En général, Chesterfield conseille la circonspection à son fils et une sorte de neutralité prudente, même à l’égard des fourbes ou des sots dont le monde fourmille : « Après leur amitié, il n’y arien de plus dangereux que de les avoir pour ennemis. » Ce n’est pas la morale de Caton ni de Zenon, c’est celle d’Alcibiade, d’Aristippe ou d’Atticus.

Sur la religion, il dira, en répondant à quelques opinions tranchantes qu’avait exprimées son fils : « La raison de chaque homme est et doit être son guide ; et j’aurais autant de droit d’exiger que tous les hommes fussent de ma taille et de mon tempérament, que de vouloir qu’ils raisonnassent absolument comme moi. »

En toutes choses, il est d’avis de connaître et d’aimer le bien et le mieux, mais de ne pas s’en faire le champion envers et contre tous.
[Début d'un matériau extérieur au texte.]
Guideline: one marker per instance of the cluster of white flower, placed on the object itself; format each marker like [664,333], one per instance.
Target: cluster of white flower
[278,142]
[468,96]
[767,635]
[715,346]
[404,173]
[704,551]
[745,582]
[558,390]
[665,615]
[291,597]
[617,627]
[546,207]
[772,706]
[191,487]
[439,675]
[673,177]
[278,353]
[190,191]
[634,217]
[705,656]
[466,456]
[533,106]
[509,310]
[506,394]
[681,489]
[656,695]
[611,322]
Il faut savoir, même en littérature, tolérer les faiblesses des autres : « Laissez-les jouir tranquillement de leurs erreurs dans le goût comme dans la religion, » Oh ! qu’il y a loin d’une telle sagesse à cet âpre métier de critique, comme nous le faisons !

Il ne conseille pourtant pas le mensonge ; il est formel à cet égard. Son précepte est celui-ci : Ne pas tout dire, mais ne mentir jamais. « J’ai toujours observé, répète-t-il souvent, que les plus grands sots sont les plus grands menteurs. Pour moi, je juge de la véracité d’un homme par la portée de son esprit. »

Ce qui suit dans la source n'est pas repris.